# Introduction to Transformers

### Introduction

So far we have seen various techniques for engineering our data.  We've seen how to handle missing values by replacing the nan with the mean value, and adding a boolean column to indicate missingness for each observation.  We've seen techniques for converting categorical variables into dummy variables.

It may not be surprising that SKlearn has some tools to allow us to better automate these techniques.  In the lesson, we'll see how we can do so with sklearn's transformers.

### Loading our Data

In [5]:
import pandas as pd

df = pd.read_csv('./nyc_hs_sat.csv', index_col = 0)

In [6]:
df.info()

<class 'pandas.core.frame.DataFrame'>
Int64Index: 356 entries, 0 to 355
Data columns (total 11 columns):
dbn                    356 non-null object
name                   356 non-null object
num_test_takers        327 non-null float64
reading_avg            327 non-null float64
math_avg               327 non-null float64
writing_score          327 non-null float64
boro                   356 non-null object
total_students         356 non-null int64
graduation_rate        351 non-null float64
attendance_rate        356 non-null float64
college_career_rate    351 non-null float64
dtypes: float64(7), int64(1), object(3)
memory usage: 33.4+ KB


### Missing Data

Now sklearn has a number of `transformers` which provide some out of the box feature engineering.  For example, in handling missing data, one of our techniques is to replace na values with the mean of the column.

In [66]:
graduation_rate = df[['graduation_rate']]

In [67]:
graduation_rate.isna().sum()

graduation_rate    5
dtype: int64

We can perform this with the `SimpleImputer`.

In [12]:
from sklearn.impute import SimpleImputer

In [50]:
imputer = SimpleImputer(strategy='mean', missing_values = np.nan)

In [68]:
import numpy as np
imputer.fit(graduation_rate)

SimpleImputer(add_indicator=False, copy=True, fill_value=None,
              missing_values=nan, strategy='mean', verbose=0)

In [69]:
transformed_graduation = imputer.transform(graduation_rate)

In [71]:
np.isnan(transformed_graduation).sum()

0

We can see that there are no any nan values in the returned numpy array.

### Reviewing our Transformer

Let's take a moment to unpack how we got the code above to work.

In [None]:
from sklearn.impute import SimpleImputer

We first imported the transformer, and initialized the transformer with some configuration.  We could have just used the default configuration.

In [72]:
imputer = SimpleImputer()

Then we call the fit method.  The fit method learns information from the data.  For example, with our SimpleImputer, it learns what of the column is.

In [73]:
imputer.fit(graduation_rate)

SimpleImputer(add_indicator=False, copy=True, fill_value=None,
              missing_values=nan, strategy='mean', verbose=0)
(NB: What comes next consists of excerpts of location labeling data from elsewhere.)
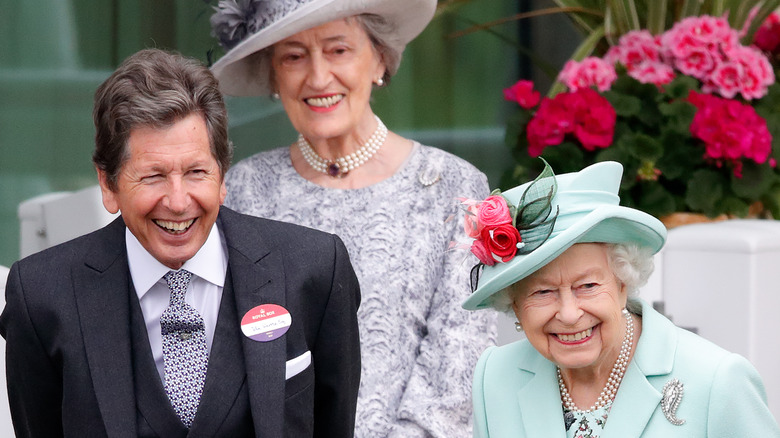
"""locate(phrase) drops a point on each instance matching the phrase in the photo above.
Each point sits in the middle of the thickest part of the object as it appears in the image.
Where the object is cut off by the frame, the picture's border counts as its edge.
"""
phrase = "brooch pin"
(672, 395)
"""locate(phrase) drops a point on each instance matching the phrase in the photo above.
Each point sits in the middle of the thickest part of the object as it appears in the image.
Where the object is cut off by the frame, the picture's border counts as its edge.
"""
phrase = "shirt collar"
(209, 263)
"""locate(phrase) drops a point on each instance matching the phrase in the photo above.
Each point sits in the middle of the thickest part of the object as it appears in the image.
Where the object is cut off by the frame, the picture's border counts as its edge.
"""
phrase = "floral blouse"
(419, 347)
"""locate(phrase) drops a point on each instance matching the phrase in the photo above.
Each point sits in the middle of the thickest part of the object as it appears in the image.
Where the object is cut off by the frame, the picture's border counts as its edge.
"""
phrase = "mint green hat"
(588, 210)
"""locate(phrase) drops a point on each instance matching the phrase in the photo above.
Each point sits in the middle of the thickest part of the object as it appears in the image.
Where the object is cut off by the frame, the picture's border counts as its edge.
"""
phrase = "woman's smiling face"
(571, 309)
(324, 77)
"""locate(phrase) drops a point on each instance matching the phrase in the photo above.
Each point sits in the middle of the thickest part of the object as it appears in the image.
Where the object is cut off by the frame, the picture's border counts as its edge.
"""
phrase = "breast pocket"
(299, 374)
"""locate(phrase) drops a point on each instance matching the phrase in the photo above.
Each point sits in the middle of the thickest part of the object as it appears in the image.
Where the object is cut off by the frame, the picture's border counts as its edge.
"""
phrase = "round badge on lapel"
(266, 322)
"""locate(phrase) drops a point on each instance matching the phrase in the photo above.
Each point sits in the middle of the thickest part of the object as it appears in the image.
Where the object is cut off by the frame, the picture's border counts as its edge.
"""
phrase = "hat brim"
(239, 76)
(605, 224)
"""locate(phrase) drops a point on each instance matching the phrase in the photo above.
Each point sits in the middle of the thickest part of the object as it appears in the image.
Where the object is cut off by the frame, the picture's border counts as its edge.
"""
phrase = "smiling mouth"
(575, 336)
(324, 102)
(174, 227)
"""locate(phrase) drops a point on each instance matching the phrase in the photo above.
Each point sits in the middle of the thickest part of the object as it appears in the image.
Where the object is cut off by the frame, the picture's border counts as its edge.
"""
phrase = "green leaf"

Here, it learns that the mean of the graduation rate is .79.

In [74]:
imputer.statistics_

array([0.79156695])

And if we call transform, our `imputer` replaces the null values with that value.

In [79]:
transformed_graduation[transformed_graduation == 0.79]

array([0.79, 0.79, 0.79, 0.79, 0.79, 0.79])

In [82]:
np.isnan(transformed_graduation).sum()

0

So we can see that the fit method learns from the data, while the `transform` method applies the changes to the data.  For example, given a new array of data.

In [85]:
new_array = np.array([np.nan, 1, 100, 10000]).reshape(-1, 1)

In [86]:
imputer.transform(new_array)

array([[7.91566952e-01],
       [1.00000000e+00],
       [1.00000000e+02],
       [1.00000000e+04]])

It makes the same transformation of replacing the nan value with the previously found mean.

### Transformers and Pipelines

Now oftentimes, we'll use transformers with pipelines.  Pipelines are useful because they condense the transformations that we make to our data.  And they allow us to apply the same transformations to new arrays.

For example, let's say that we want to replace our null values with the mean and then translate our values into the respective z-scores.

We can do so with a pipeline.

In [90]:
from sklearn.pipeline import Pipeline
from sklearn.preprocessing import StandardScaler
from sklearn.impute import SimpleImputer

In [91]:
pipeline = Pipeline(steps = [
    ('impute', SimpleImputer()),
    ('standardize', StandardScaler()),
])

So we just initialized a pipeline giving it the steps of `impute`, and `standardize`.  We can use the same interface of fit and transform to apply these steps to our data.

In [96]:
pipeline.fit(graduation_rate)

Pipeline(memory=None,
         steps=[('impute',
                 SimpleImputer(add_indicator=False, copy=True, fill_value=None,
                               missing_values=nan, strategy='mean',
                               verbose=0)),
                ('standardize',
                 StandardScaler(copy=True, with_mean=True, with_std=True))],
         verbose=False)

In [100]:
transformed_grad = pipeline.transform(graduation_rate)

In [104]:
transformed_grad[:6]

array([[-0.97597463],
       [ 0.8043654 ],
       [ 0.95272707],
       [-0.38252795],
       [ 1.32363125],
       [ 1.47199292]])

So we can now see that both transfomations were applied to our column above.

### Summary 

In this lesson we saw how we can use transformers, in combination with pipelines, to help us with feature engineering.  Transformers make transformations to features by first learning from the data with `fit` and then applying changes to data with the transform method.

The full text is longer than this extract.